Nel 2025 è confermato il Bonus Sicurezza: una detrazione fiscale del 36% delle spese sostenute per l’acquisto e l’installazione di sistemi di sicurezza come allarmi, videosorveglianza, porte blindate, grate, inferriate e dispositivi antieffrazione, senza necessità di ristrutturazione edilizia. La detrazione va ripartita in 10 quote annuali di pari importo e si applica fino ad un limite massimo di spesa di 48.000 € per unità immobiliare. Questa agevolazione è autonoma e non richiede di essere abbinata al Bonus Ristrutturazioni.
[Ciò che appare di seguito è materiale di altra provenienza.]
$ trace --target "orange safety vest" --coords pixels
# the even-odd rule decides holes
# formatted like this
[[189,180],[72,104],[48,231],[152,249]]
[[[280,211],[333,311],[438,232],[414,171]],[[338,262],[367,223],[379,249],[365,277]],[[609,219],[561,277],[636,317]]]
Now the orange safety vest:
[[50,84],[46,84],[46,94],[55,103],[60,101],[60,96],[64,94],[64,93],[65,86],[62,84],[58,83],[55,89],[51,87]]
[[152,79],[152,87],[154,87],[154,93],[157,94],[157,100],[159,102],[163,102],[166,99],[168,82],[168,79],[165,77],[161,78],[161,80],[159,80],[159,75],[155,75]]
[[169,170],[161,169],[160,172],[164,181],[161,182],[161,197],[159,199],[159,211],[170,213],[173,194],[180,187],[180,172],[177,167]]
Possono beneficiarne tutti i contribuenti soggetti a IRPEF, inclusi proprietari, inquilini e comodatari.
In caso di immobili adibiti a seconda casa, la detrazione resta valida, ma può scendere al 36% (se già non è la percentuale ordinaria).
Per il 2026 il Bonus Sicurezza è confermato, mantenendo le stesse condizioni di detrazione e tetto massimo di spesa. Tuttavia, le aliquote restano modulate sulla base del tipo di immobile (50% prima casa, 36% seconda casa) senza modifiche sostanziali rispetto al 2025. Questa proroga permette di pianificare con più tranquillità l’installazione o l’aggiornamento di impianti di allarme, videosorveglianza e dispositivi anticrimine, con un consistente risparmio fiscale.